A ScrapingConnector is an ordinary JavaScript class with methods that take plain JavaScript objects as arguments and return plain JavaScript objects, parsed from a web page. (Returning JavaScript objects instead of DOM elements makes it possible to use the connector in different contexts-- outside of the browser, especially.) A ScrapingConnector should never return DOM Nodes or take, for example, browser-native FormData as arguments to a method.


The ScrapingConnector class does the following:


  1. Requires injection of the window object so that you can write a web scraping connector that can be used both inside the browser, and on the server side. To use it server side, you can swap the native browser window instance with a JSDom implementation of the browser.
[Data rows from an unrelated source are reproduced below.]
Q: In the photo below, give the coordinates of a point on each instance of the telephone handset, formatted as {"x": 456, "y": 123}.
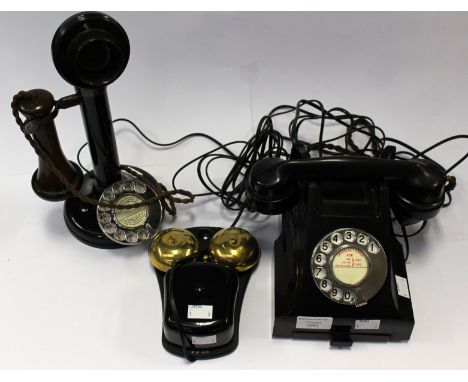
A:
{"x": 339, "y": 269}
{"x": 90, "y": 51}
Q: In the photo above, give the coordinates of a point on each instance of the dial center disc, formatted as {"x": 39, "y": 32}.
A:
{"x": 134, "y": 217}
{"x": 350, "y": 266}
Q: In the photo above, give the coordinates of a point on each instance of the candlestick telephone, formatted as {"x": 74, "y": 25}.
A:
{"x": 113, "y": 205}
{"x": 339, "y": 268}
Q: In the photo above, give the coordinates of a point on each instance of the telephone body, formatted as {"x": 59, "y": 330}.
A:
{"x": 339, "y": 269}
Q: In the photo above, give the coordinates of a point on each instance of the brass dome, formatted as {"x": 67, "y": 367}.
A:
{"x": 171, "y": 245}
{"x": 234, "y": 247}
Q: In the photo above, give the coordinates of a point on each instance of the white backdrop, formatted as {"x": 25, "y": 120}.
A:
{"x": 66, "y": 305}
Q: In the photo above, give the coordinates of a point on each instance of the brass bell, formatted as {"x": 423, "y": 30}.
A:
{"x": 171, "y": 245}
{"x": 234, "y": 247}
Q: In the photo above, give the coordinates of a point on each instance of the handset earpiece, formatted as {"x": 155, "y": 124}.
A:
{"x": 420, "y": 193}
{"x": 268, "y": 189}
{"x": 171, "y": 246}
{"x": 417, "y": 185}
{"x": 234, "y": 247}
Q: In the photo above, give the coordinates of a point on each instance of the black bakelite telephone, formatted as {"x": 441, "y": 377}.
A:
{"x": 339, "y": 269}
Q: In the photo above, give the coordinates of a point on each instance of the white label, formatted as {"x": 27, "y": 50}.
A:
{"x": 304, "y": 322}
{"x": 367, "y": 324}
{"x": 402, "y": 286}
{"x": 205, "y": 340}
{"x": 200, "y": 311}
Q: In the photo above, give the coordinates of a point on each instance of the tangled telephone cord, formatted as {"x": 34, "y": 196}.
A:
{"x": 269, "y": 142}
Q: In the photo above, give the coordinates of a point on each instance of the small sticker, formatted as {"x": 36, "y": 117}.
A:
{"x": 204, "y": 340}
{"x": 200, "y": 311}
{"x": 367, "y": 324}
{"x": 402, "y": 286}
{"x": 323, "y": 323}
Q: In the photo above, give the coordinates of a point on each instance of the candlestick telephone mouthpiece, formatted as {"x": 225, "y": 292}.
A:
{"x": 90, "y": 50}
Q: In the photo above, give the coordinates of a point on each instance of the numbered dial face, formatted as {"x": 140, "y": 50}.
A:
{"x": 349, "y": 266}
{"x": 128, "y": 226}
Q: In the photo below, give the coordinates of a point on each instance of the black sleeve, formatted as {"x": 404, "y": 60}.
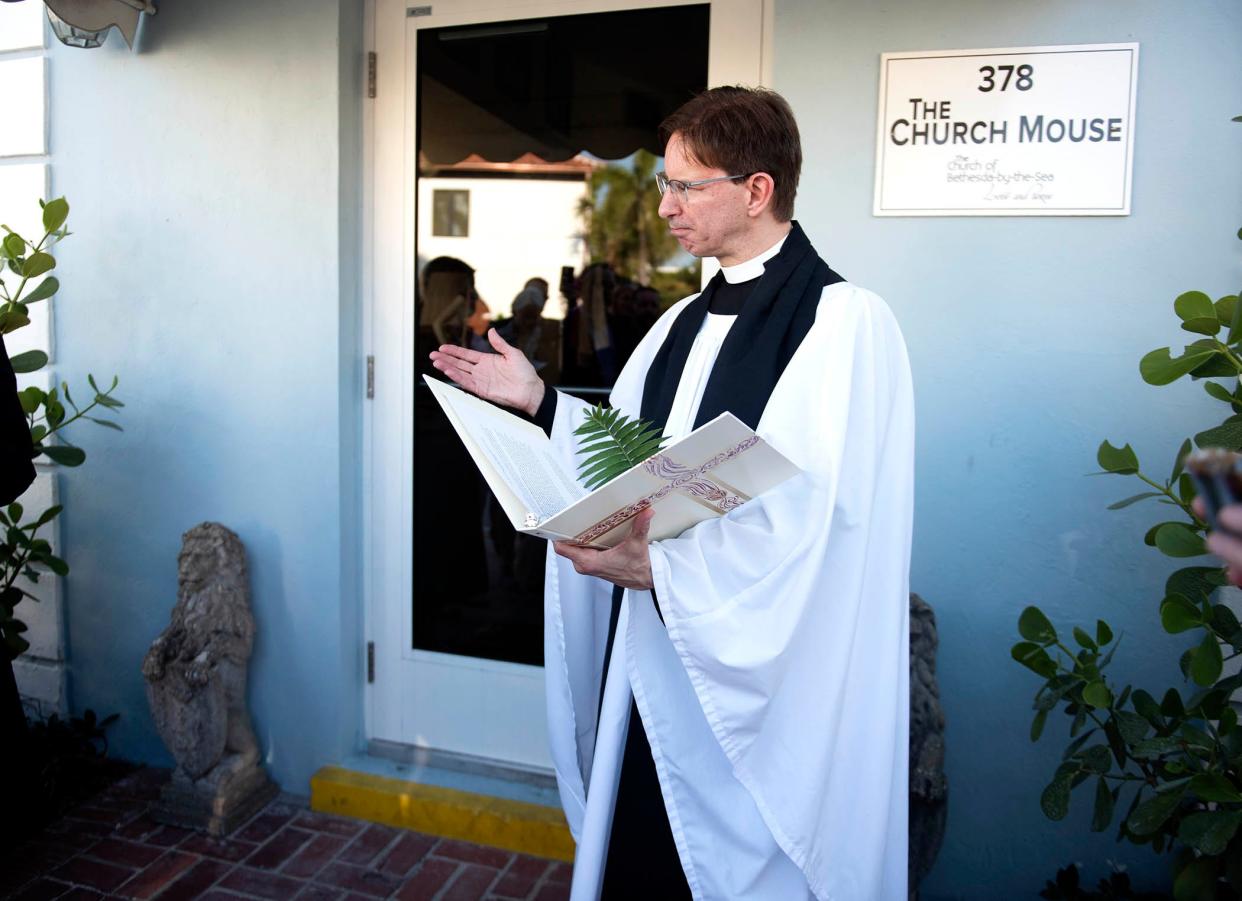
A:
{"x": 547, "y": 413}
{"x": 16, "y": 470}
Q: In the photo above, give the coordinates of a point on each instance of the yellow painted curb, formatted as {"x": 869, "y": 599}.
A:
{"x": 477, "y": 818}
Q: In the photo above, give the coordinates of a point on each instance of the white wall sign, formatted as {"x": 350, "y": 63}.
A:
{"x": 1020, "y": 132}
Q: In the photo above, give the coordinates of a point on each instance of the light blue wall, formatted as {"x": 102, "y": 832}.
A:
{"x": 214, "y": 182}
{"x": 1025, "y": 337}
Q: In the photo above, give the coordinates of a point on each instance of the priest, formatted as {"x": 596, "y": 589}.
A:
{"x": 728, "y": 708}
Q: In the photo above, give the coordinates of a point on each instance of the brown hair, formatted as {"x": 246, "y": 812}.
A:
{"x": 743, "y": 131}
  2. Includes the superagent library, which allows you to make HTTP requests to your backend both in the browser or on the server.

  3. Provides a utility function called buildDocument which safely constructs a DOM document that you can use to extract data from the page. It uses common, familiar, browser-native selector functions, such as querySelector.


Extracting data from a page


import {ScrapingConnector} from '@mobify/commerce-integrations/dist/connectors/scraping-connector'

class MyConnector extends ScrapingConnector {

    /**
     * An example showing how to make an HTTP GET request to get
     * and parse data for a Product Detail Page.
     *
     * @param id {Number}
     */
    getProduct(id) {
        const url = `${this.basePath}/products/${id}`
        return this.agent
            .get(url)
            .then((res) => this.buildDocument(res))
            .then((htmlDoc) => {
                return {
                    name: htmlDoc.querySelector('.page-title').textContent,
                    description: htmlDoc.querySelector('.product.description').textContent,
                    //...
                }
            })
    }
}


In the example above, we write an implementation that uses this.agent and this.buildDocument to fetch an HTML response, build a document and then parse data for the product detail page, including the product name, and product description. Note that this.agent is referring to the superagent library.


Submitting data to a server


import {ScrapingConnector} from '@mobify/commerce-integrations/dist/connectors/scraping-connector'

class MyConnector extends ScrapingConnector {

    /**
     * An example showing how to make an HTTP POST request to add an
     * item to a user's cart.
     *
     * @param cart {Object}
     * @param cartItem {Object}
     */
    addCartItem(cart, cartItem) {
        return this.agent
            .post(`${this.basePath}/carts/${cart.id}`)
            .type('form') // The data will be form-encoded
            .send(cartItem)
    }
}


In the example above, our implementation uses this.agent to make a HTTP POST request, adding an item from a user’s form-encoded data to a user’s cart.


Client-side versus server-side setup


In your app, you need to inject the Window object into your connector to ensure that it can work on both the client and the server. On the server, you'll want to use JSDOM. For client-side use, you can use a browser-native window object. (If server-side rendering is new to you, take a few minutes to learn more about server-side rendering.)


For example:


// Server-side example
import jsdom from 'jsdom'

jsdom.JSDOM.fromURL('http://www.example.com')
    .then((dom) => new MyConnector({window: dom.window}))

On the server-side, we use JSDOM to inject the window object into the connector’s constructor.


// Client-side example
const connector = new MyConnector({window: window})

On the client-side, we use a browser-native window object to inject into the connector’s constructor.